For European procurement teams, the rapidly shifting safety landscape creates both risks and opportunities. Projects specified with 2023-era safety requirements may face retrofitting costs or insurance complications within 2 to 3 years as standards evolve. Conversely, early adoption of advanced safety technologies can secure favorable insurance terms, accelerate permitting, and reduce lifecycle costs.

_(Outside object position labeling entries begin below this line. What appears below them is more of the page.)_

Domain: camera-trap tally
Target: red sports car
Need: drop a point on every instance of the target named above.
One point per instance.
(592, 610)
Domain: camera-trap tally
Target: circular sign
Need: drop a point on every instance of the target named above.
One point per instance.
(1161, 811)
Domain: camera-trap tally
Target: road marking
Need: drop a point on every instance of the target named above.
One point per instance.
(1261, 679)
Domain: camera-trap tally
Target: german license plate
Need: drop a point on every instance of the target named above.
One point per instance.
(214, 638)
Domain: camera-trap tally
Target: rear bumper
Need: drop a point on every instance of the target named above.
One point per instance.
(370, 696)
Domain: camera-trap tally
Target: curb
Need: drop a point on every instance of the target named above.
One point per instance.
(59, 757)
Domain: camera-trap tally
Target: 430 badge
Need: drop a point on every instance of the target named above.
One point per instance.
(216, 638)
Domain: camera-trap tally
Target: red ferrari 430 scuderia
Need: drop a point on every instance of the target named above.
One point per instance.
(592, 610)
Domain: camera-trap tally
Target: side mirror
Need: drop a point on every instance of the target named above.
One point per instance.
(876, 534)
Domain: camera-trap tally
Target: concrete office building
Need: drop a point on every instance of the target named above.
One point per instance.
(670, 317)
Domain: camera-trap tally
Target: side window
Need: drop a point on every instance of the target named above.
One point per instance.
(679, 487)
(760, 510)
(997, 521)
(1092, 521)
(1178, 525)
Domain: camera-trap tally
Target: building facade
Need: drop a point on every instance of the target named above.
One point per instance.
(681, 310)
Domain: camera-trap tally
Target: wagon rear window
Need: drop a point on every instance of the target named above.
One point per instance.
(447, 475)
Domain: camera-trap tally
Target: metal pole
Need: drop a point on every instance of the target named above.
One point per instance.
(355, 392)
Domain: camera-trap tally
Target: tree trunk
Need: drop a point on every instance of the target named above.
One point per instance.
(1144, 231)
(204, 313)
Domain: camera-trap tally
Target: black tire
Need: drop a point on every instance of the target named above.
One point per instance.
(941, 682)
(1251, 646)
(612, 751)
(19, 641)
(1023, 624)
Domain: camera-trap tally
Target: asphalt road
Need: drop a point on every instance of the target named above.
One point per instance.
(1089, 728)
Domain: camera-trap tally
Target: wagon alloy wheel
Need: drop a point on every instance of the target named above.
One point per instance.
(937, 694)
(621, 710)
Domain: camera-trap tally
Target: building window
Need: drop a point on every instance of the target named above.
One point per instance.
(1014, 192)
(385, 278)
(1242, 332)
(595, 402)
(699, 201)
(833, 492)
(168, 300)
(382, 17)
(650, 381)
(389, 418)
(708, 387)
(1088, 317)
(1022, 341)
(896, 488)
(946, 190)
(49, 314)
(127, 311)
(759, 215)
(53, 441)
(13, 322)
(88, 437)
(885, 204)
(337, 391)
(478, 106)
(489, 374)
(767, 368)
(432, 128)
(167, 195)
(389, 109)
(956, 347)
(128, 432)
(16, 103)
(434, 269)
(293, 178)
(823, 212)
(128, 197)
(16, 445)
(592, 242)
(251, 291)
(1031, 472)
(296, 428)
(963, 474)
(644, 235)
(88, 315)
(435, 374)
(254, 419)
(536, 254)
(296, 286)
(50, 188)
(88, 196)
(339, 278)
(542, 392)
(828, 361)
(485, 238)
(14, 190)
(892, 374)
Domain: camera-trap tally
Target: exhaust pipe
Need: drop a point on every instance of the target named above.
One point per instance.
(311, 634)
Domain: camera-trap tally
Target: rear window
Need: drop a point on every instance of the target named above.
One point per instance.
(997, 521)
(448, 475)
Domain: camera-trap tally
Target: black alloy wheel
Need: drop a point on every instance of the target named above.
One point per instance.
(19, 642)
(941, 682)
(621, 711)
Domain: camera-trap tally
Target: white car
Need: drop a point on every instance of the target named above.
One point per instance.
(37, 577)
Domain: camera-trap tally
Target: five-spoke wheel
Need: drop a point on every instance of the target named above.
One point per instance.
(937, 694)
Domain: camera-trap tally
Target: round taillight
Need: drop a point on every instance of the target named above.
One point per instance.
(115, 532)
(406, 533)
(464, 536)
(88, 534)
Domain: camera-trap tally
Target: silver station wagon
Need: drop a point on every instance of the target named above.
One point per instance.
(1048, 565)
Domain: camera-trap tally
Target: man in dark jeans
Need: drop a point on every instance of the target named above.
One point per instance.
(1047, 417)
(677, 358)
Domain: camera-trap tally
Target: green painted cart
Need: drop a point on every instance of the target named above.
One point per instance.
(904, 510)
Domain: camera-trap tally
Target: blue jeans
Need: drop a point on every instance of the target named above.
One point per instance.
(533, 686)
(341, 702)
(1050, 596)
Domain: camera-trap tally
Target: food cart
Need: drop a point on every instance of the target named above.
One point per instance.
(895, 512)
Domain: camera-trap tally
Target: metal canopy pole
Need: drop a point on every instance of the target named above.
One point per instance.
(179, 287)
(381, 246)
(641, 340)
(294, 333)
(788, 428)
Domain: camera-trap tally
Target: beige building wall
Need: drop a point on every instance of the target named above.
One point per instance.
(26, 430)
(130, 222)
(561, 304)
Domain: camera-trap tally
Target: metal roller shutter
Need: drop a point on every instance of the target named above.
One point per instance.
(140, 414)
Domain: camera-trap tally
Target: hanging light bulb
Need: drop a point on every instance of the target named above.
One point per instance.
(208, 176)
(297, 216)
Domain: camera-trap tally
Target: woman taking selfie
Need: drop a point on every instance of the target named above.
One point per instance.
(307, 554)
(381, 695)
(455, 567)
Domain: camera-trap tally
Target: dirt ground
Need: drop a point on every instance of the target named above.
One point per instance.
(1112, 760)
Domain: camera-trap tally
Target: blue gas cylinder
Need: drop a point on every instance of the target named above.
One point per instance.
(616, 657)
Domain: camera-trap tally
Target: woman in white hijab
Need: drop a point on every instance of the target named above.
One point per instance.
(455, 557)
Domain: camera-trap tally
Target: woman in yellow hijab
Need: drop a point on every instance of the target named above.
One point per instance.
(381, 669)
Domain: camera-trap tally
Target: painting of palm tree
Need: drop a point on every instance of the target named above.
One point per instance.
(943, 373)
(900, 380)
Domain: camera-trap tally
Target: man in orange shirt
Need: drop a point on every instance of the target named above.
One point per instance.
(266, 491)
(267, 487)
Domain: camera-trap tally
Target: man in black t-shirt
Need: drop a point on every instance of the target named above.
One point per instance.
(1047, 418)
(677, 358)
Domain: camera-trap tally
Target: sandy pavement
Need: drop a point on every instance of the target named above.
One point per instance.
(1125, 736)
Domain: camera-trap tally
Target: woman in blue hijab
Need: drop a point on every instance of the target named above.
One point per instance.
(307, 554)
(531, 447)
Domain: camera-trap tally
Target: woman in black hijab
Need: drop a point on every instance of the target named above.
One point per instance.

Specific procurement recommendations include requiring UL 9540A test reports at the cell, module, and system levels for all BESS proposals. Specifications should mandate gas detection systems with response times under 60 seconds and sensitivity to at least hydrogen, carbon monoxide, and volatile organic compounds. Thermal management systems should demonstrate cell temperature uniformity within 3 degrees Celsius across the operating range, with documented performance at maximum ambient design temperature plus a 5 degree Celsius margin. Fire suppression systems should be tested and certified specifically for lithium-ion battery applications, not repurposed from general commercial fire protection.

Action Checklist

  • Audit current BESS safety specifications against UL 9540A (2024 edition) and NFPA 855 (2025 edition) requirements
  • Require vendors to provide thermal runaway propagation test data at cell, module, and unit levels
  • Specify early warning gas detection with sub-60-second response times as a minimum requirement
  • Evaluate liquid cooling or immersion cooling for all installations above 20 MWh or in ambient temperatures exceeding 35 degrees Celsius
  • Engage insurance underwriters during project specification phase to align safety features with coverage requirements
  • Establish maintenance protocols for safety systems with documented inspection intervals and performance verification
  • Monitor EU Battery Regulation implementation timelines and adjust procurement specifications to ensure compliance by February 2027
  • Include safety system upgrade provisions in long-term service agreements to accommodate evolving standards

Sources

  • BloombergNEF. (2025). Global Energy Storage Market Outlook 2025-2030. New York: Bloomberg LP.
  • Interact Analysis. (2025). Battery Energy Storage Safety Systems: Market Sizing and Competitive Landscape. Oxford: Interact Analysis Ltd.
  • FM Global. (2024). Property Loss Prevention Data Sheet 5-33: Battery Energy Storage Systems. Johnston, RI: FM Global.
  • National Fire Protection Association. (2025). NFPA 855: Standard for the Installation of Stationary Energy Storage Systems, 2025 Edition. Quincy, MA: NFPA.
  • European Commission. (2023). Regulation (EU) 2023/1542 Concerning Batteries and Waste Batteries. Official Journal of the European Union.
  • UL Solutions. (2024). UL 9540A: Test Method for Evaluating Thermal Runaway Fire Propagation in Battery Energy Storage Systems, 5th Edition. Northbrook, IL: UL Solutions.
  • PitchBook. (2025). Energy Storage Safety Technologies: Venture Capital and Strategic Investment Report. Seattle, WA: PitchBook Data.
  • International Electrotechnical Commission. (2024). IEC 62619: Secondary Lithium Cells and Batteries for Use in Industrial Applications, Edition 2.0. Geneva: IEC.